Holden is your quintessential hero, smooth talking, good looking hero material with a heart of gold and a righteous conscience hardwired in ethics of black and white. At the beginning of the story, he’s the XO (Exec Office, something like a second in command or First Mate) of this space ship freighter that lugs ice from the moons of Saturn back to space stations in need at the Belt. The story goes on an Epstein-powered high speed drive once this harmless freighter locates an abandoned space ship that looks to have been attacked and boarded on by pirates. The ship is attacked by a stealth ship and everybody on board the freighter is killed. Holden and four of his immediate crew escape. Holden relays this dastardly act to the entire galaxy - making it seem like a Martian naval fleet attack.
Back on the Belt, Miller who is a detective on board one of the Belter space stations, responsible for peace and security gets a new case: tracing a missing girl. the complications arise when he realizes the missing girl had been a passenger aboard the abandoned ship that was attacked and boarded on in the middle of nowhere – which Holden’s crew had stumbled upon.
Authors weave in an air of mystery/noire into the proceedings with Miller tracking down the clues and piecing together what happened aboard the abandoned space ship and why was Holden’s crew attacked. Meanwhile Holden on the run from unknown assailants – join hands with Miller and they unearth a deadly secret that might spill out from the Belt and engulf the whole galaxy. A secret for which they are being hunted by powerful organizations who would stop at nothing. From here on, the tale just blows over at a scorching pace till the jigsaw puzzle is put together at the end.

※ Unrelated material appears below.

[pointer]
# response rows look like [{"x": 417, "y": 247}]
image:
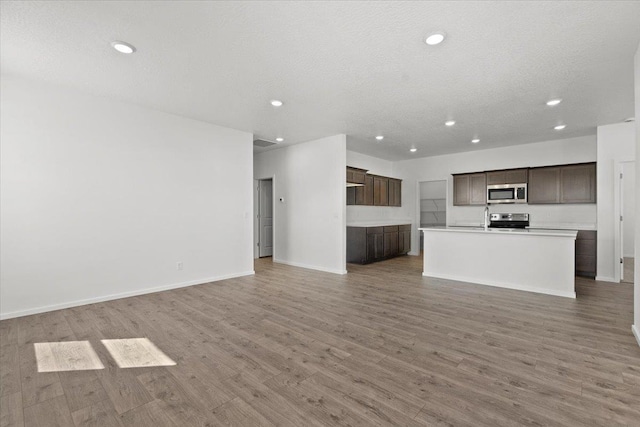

The authors go subtle, dropping hints and not revealing the entire master plot and this kept me hooked on pretty fine. The detective’s best qualities are perhaps his detachedness and a grim sense of realism that keeps him and the entire Holden crew alive through the book. A dour faced drunken loser with little or no hopes of human salvation, Miller is a far more interesting character than Holden. I found him to be much more engaging but clearly, Holden is the star of the book for the authors, for he is the character that grows up and evolves through the book. The others are all well etched out – a winner for me is the sinister Colonel Fred Johnson – whom we don’t really know if he is evil or a savior of humanity. The author keeps the suspense till the end. I did find bits a little boring – but as the boredom tended to slip down a slope and gather momentum, the authors would kick in with a new tit bit that would make my ship soar again. Very well written, brilliantly paced plot.
The authors have set out to write just that. A lucid old fashioned space opera that is RARE these days – keeping things simple and shooting straight. Thank you for introducing me to the Expanse. Would definitely be on the ride for the rest of the exploration. Five stars.